Upon completing my studies at Cabrillo I had some choices to make. There were several obvious, established paths that I was considering at that point: I could stay inside academia and work to become a Music teacher or an ethnomusicologist, I could become a composer of “serious music” (love the music – hate the title!), I could move to NYC or back to LA and try to make it as a studio musician. 

And as I was struggling with these weighty decisions the unexpected happened: I fell in love.  I got smitten by a girl named Mary.  Overnight, all my priorities changed and now it seemed I had another choice to consider… although, as everyone who’s been there knows, in matters of the heart one really has no choice at all… Love is weird that way.  Mary and I got married and a year later our son, Colin, was born.  Looking back on it, I realize that it was the best choice I’ve ever made.

My student loans had dried up and the need to make money was becoming a real priority. I began playing out and about with some of the local dance bands and within a few months I was working my way up the ranks of “working musicians”.


I often run into people who, upon finding out that I make a living as a musician, invariably express admiration for the fact that I do so.  It helps me to remember that playing music is really a pretty cool thing to do.  One thing is for certain: it’s seldom ever boring!  In those early years after my son was born I was scrambling to make money and I took every gig that came over the wires.  I remember one particularly surreal weekend: I played a country gig on a Friday night, a Jewish wedding Saturday afternoon, attended the premiere of a modern classical piece (my composition) in the evening, then played R & R in a biker bar the next night… Born to Be Wild, cranked.  For me, one of the great things about music is that it can be experienced in so many ways: intellectually, viscerally, physically, emotionally and spiritually. It’s something I try never to forget, never take for granted.

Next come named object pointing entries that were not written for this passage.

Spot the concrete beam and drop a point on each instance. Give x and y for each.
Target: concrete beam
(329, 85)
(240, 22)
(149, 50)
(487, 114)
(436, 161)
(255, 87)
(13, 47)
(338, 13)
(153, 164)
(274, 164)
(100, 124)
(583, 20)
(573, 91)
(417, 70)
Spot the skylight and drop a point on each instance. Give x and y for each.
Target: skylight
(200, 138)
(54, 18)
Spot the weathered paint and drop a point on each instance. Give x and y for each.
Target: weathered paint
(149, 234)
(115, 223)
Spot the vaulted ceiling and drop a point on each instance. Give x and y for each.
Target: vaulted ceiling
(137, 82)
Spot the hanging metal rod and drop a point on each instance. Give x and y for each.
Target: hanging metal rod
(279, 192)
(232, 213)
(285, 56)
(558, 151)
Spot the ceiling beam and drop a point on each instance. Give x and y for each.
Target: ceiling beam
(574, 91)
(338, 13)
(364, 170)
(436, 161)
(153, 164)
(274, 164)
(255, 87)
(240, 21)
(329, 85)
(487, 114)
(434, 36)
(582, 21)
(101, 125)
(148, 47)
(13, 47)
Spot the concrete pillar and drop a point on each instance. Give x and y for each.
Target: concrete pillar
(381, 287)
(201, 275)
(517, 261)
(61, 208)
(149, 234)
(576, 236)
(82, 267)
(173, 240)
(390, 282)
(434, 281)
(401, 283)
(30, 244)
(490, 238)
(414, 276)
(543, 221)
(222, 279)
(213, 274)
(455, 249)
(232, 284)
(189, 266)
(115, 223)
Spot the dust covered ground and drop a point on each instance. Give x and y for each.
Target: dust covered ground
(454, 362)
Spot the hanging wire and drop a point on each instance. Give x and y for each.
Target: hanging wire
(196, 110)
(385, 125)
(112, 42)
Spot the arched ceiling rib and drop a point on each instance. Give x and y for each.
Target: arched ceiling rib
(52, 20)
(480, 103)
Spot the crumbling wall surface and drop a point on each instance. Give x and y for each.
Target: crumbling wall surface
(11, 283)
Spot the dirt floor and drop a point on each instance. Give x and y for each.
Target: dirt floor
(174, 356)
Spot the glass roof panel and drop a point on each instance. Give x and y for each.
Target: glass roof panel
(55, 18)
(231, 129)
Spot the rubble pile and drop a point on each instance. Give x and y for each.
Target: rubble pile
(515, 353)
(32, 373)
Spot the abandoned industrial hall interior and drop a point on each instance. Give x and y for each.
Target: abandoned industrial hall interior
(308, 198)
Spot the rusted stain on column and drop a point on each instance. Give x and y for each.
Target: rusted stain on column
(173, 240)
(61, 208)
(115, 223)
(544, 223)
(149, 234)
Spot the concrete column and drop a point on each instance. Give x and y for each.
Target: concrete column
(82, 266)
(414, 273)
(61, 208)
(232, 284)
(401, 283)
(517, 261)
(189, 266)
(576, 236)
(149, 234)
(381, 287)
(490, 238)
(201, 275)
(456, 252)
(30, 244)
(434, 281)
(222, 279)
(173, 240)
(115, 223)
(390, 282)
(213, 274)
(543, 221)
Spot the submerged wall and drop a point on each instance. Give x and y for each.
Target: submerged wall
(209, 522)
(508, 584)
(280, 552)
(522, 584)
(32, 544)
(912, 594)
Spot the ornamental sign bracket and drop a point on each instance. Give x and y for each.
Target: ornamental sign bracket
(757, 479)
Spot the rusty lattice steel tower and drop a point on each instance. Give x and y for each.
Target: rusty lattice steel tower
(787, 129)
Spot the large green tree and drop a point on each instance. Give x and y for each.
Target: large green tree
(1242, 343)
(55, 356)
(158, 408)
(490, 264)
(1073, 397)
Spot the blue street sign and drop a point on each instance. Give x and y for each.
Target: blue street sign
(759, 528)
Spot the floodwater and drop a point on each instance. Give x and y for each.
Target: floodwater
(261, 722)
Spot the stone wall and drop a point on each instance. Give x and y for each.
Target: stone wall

Through Ray Brown I was introduced to Bill Hopkins who was leading one of the busiest local dance bands. In the mid 90’s I became Music Director for his group, The Bill Hopkins Band, a 10 piece group of extraordinary musicians. This group has grown to become one of the San Francisco Bay areas premiere special event bands and I am proud to be a part of it’s success. The band travels regularly and has backed up many successful artists and celebrities, including Glen Frey, Huey Lewis, Tone Loc, Kenny G, Michael Bolton and Darius Rucker.


jeffrey wash


At a recording session in 1994 I met Bruce Kaphan. I was blown away by his skills as engineer and producer. We hit it off that day, kept in touch and over the next few years we did some recording sessions and projects together. In 2008 British singer/songwriter Thomas Dolby happened to hear some of Bruce’s music, including a piece I had played on called “Clouds” from Bruce’s first solo album, Slider. Thomas, who was working on a new album, contacted Bruce to see if he’d be interested in recording on the album and also possibly performing at the TED festival in a duo with me on fretless bass. Long story short, (the details are chronicled over at Bruce Kaphan’s website if you’d like to know more), the TED festival didn’t work out for us, but the connection with Thomas led to a couple of great things: first, the process of creating music for the TED evolved into a larger body of work and eventually became the Bruce Kaphan Quartet album. Also, I developed a musical relationship with Thomas, played on a couple of tracks on his album “A Map of the Floating City” and subsequently toured with him and his band in October 2012.

Having a family and working as a full time musician keeps the calendar very full. Despite an oft-demanding schedule, original music remains a priority for me and I make it a point to be actively involved in new music as both a writer and collaborator (see Credits & Links). In between projects and gigs I am working to complete an album of my own original instrumental music. This album represents something that I’ve wanted to do for a long time – a marriage of virtual, electronic and acoustic instruments within a framework of compositions drawing from the disparate musical influences that continue to inspire me.